Seven o’clock came and the day shift crew were now on the floor asking the same questions I did, but still finding no solution. My first class that day wasn’t until 10AM, so I clocked out, grabbed a bunch of alcohol swabs and went about disinfecting the railing around Del’s bed before settling down in the chair next to him for 45 minutes or so before I had to leave. He was running out of steam then with the moaning and the mini-writhing, though I don’t know if he was in any less pain. I had one of my chemistry textbooks with me and read a few pages of it aloud to us both. I’m sure he understood nothing of what I read, but hoped that hearing a familiar voice from nearby for a while was more comforting to him than annoying.

That became our little ritual for a couple of days (they managed to get a doctor on the phone to prescribe him something useful that first morning, much to the relief of everyone involved). Del never talked much, before and none at all during that period, though he was occasionally conscious and aware of what was going on. I think he was just too out of it to be social. Then I had two nights off and when I next came to work he had passed away earlier in the day, having never recovered from his injury and infection. I wouldn’t have imagined before, feeling relieved when someone I knew had died, but I was happy for him that his suffering had finally ended. It was a feeling shared by practically everyone in the facility… for various reasons.

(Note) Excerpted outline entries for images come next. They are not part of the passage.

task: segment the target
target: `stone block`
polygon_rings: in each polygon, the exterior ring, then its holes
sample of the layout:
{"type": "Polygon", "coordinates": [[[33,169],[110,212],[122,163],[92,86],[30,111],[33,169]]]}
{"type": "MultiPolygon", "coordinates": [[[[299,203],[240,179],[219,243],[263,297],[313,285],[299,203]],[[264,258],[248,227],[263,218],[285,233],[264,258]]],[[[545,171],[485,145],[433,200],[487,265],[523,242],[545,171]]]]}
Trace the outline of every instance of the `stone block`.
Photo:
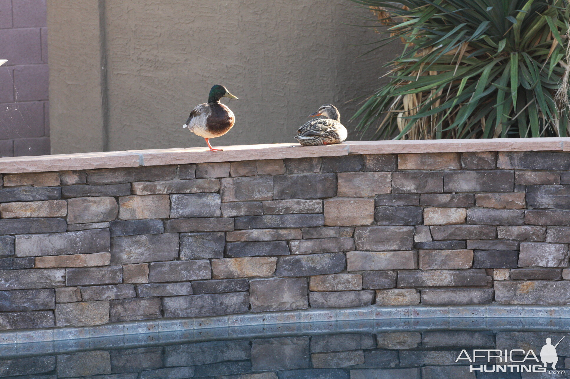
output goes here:
{"type": "Polygon", "coordinates": [[[289,311],[308,307],[308,287],[304,278],[253,279],[250,301],[253,312],[289,311]]]}
{"type": "Polygon", "coordinates": [[[491,282],[483,268],[398,272],[398,287],[490,286],[491,282]]]}
{"type": "MultiPolygon", "coordinates": [[[[364,363],[364,352],[361,350],[331,353],[314,353],[311,361],[315,368],[337,368],[364,363]]],[[[344,374],[344,372],[343,372],[344,374]]]]}
{"type": "Polygon", "coordinates": [[[402,251],[349,251],[347,269],[349,271],[417,268],[417,252],[402,251]]]}
{"type": "Polygon", "coordinates": [[[87,174],[84,171],[78,170],[60,171],[59,180],[62,186],[85,184],[87,182],[87,174]]]}
{"type": "MultiPolygon", "coordinates": [[[[336,195],[337,181],[335,174],[277,175],[272,178],[272,198],[276,200],[319,199],[336,195]]],[[[269,197],[263,199],[271,199],[269,197]]]]}
{"type": "Polygon", "coordinates": [[[424,223],[426,225],[465,223],[466,216],[467,210],[465,208],[430,207],[424,209],[424,223]]]}
{"type": "Polygon", "coordinates": [[[289,213],[320,213],[323,211],[323,201],[318,199],[272,200],[263,202],[265,214],[286,214],[289,213]]]}
{"type": "Polygon", "coordinates": [[[23,258],[2,258],[0,259],[0,270],[22,270],[32,268],[35,262],[33,256],[23,258]]]}
{"type": "Polygon", "coordinates": [[[91,267],[107,266],[111,262],[111,253],[93,252],[90,254],[71,254],[36,256],[34,267],[91,267]]]}
{"type": "Polygon", "coordinates": [[[418,225],[422,211],[421,207],[376,207],[374,219],[378,225],[418,225]]]}
{"type": "Polygon", "coordinates": [[[512,192],[514,172],[507,170],[447,171],[446,192],[512,192]]]}
{"type": "Polygon", "coordinates": [[[356,248],[359,250],[411,250],[414,244],[414,227],[357,227],[355,229],[355,242],[356,243],[356,248]]]}
{"type": "Polygon", "coordinates": [[[519,267],[566,267],[568,266],[568,244],[545,242],[520,243],[519,267]]]}
{"type": "Polygon", "coordinates": [[[135,298],[137,295],[132,284],[91,286],[81,287],[81,296],[84,301],[99,300],[117,300],[135,298]]]}
{"type": "Polygon", "coordinates": [[[491,304],[492,288],[422,290],[422,304],[426,305],[465,305],[491,304]]]}
{"type": "Polygon", "coordinates": [[[320,172],[320,158],[291,158],[283,160],[288,174],[320,172]]]}
{"type": "Polygon", "coordinates": [[[290,254],[286,241],[230,242],[226,244],[226,256],[230,257],[288,255],[290,254]]]}
{"type": "Polygon", "coordinates": [[[211,279],[211,267],[207,259],[152,262],[149,264],[149,283],[209,279],[211,279]]]}
{"type": "MultiPolygon", "coordinates": [[[[337,237],[352,237],[355,229],[350,226],[331,226],[330,227],[304,228],[303,238],[335,238],[337,237]]],[[[295,238],[297,239],[297,238],[295,238]]]]}
{"type": "Polygon", "coordinates": [[[275,276],[336,274],[344,270],[345,260],[342,252],[280,256],[277,261],[275,276]]]}
{"type": "Polygon", "coordinates": [[[162,310],[165,317],[219,316],[246,313],[249,302],[247,292],[189,295],[162,298],[162,310]]]}
{"type": "Polygon", "coordinates": [[[562,270],[556,268],[514,268],[510,272],[511,280],[560,280],[562,270]]]}
{"type": "Polygon", "coordinates": [[[112,221],[118,213],[114,197],[74,197],[67,201],[67,223],[70,224],[112,221]]]}
{"type": "Polygon", "coordinates": [[[526,186],[560,184],[560,173],[555,171],[515,171],[515,183],[526,186]]]}
{"type": "Polygon", "coordinates": [[[486,225],[431,226],[434,239],[494,239],[496,228],[486,225]]]}
{"type": "Polygon", "coordinates": [[[89,327],[108,322],[109,300],[55,305],[55,325],[58,327],[89,327]]]}
{"type": "Polygon", "coordinates": [[[80,301],[81,300],[81,290],[79,287],[55,288],[56,303],[74,303],[80,301]]]}
{"type": "Polygon", "coordinates": [[[477,206],[498,209],[519,209],[526,207],[524,192],[504,193],[477,193],[475,200],[477,206]]]}
{"type": "Polygon", "coordinates": [[[519,260],[518,250],[475,250],[475,268],[514,268],[519,260]]]}
{"type": "Polygon", "coordinates": [[[376,195],[374,198],[374,205],[377,207],[420,205],[420,194],[389,193],[376,195]]]}
{"type": "MultiPolygon", "coordinates": [[[[170,215],[170,202],[168,195],[123,196],[119,198],[119,218],[121,220],[168,218],[170,215]]],[[[219,213],[215,215],[219,216],[219,213]]]]}
{"type": "Polygon", "coordinates": [[[112,237],[137,234],[160,234],[164,233],[164,225],[161,220],[117,220],[111,221],[109,230],[112,237]]]}
{"type": "Polygon", "coordinates": [[[501,280],[494,283],[498,304],[567,304],[570,303],[570,281],[501,280]]]}
{"type": "MultiPolygon", "coordinates": [[[[110,303],[109,323],[160,319],[161,316],[158,298],[121,299],[110,303]]],[[[165,315],[165,317],[169,316],[165,315]]]]}
{"type": "Polygon", "coordinates": [[[131,194],[131,184],[106,184],[100,186],[77,184],[62,187],[63,197],[127,196],[131,194]]]}
{"type": "MultiPolygon", "coordinates": [[[[0,329],[13,331],[18,329],[39,329],[55,326],[52,311],[30,312],[5,312],[0,313],[0,329]]],[[[40,357],[36,357],[35,361],[40,357]]],[[[26,362],[30,358],[26,358],[26,362]]]]}
{"type": "Polygon", "coordinates": [[[545,226],[498,226],[499,238],[519,241],[543,241],[546,239],[545,226]]]}
{"type": "Polygon", "coordinates": [[[230,242],[273,241],[299,239],[302,238],[302,235],[300,229],[251,229],[229,231],[226,233],[226,239],[230,242]]]}
{"type": "Polygon", "coordinates": [[[302,239],[291,241],[289,246],[291,254],[311,254],[316,252],[349,251],[355,250],[355,242],[354,239],[348,237],[302,239]]]}
{"type": "Polygon", "coordinates": [[[222,294],[249,291],[249,282],[246,279],[200,280],[192,282],[194,293],[222,294]]]}
{"type": "Polygon", "coordinates": [[[396,171],[396,156],[390,154],[365,154],[364,171],[396,171]]]}
{"type": "Polygon", "coordinates": [[[362,288],[383,290],[396,287],[396,271],[366,271],[362,273],[362,288]]]}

Del’s family never came for him. Once his body and belongings were collected, his room was scrubbed clean and his chart was retired from the nursing station’s shelves. No trace of the gentle old ex-farmer remained where he haunted. Life went on as if he had never existed. I was in my twenties then, and as afflicted by the delusion of invincibility as most people my age was. The inconsequentiality of Del’s existence and demise bothered me. I wasn’t sure why until I landed helplessly in the hospital myself a few years down the road. While remaining detached is a great way of staying objective in the way one views things, sometimes it takes first hand experience to truly understand humanity in ways that reason alone can’t surmise.

I don’t think Del’s suffering had any purpose to it. Yes, I learned a great deal from him and his final days, but I doubt that it was because any deity had planned it that way. (If there was a deity who did, then it had earned my eternal indifference to it from this episode rather than any sort of admiration). I can at times be quite guilty of arrogance, but not to the point of thinking myself so worthwhile that an innocent man had to suffer that much just for me to learn any lesson in life… as if his well-being and ending peace meant nothing compared to mine. As far as I know he did things and lived his life as well as he knew how to, but in real life one just can’t count on getting the results one deserves; be it good or bad. One can only do what one can and hope for the best. Therein, I suppose, lies the fairest ‘truth’ I had learned yet — life is fairly unfair to all, and its perfection is only found in its every flaws.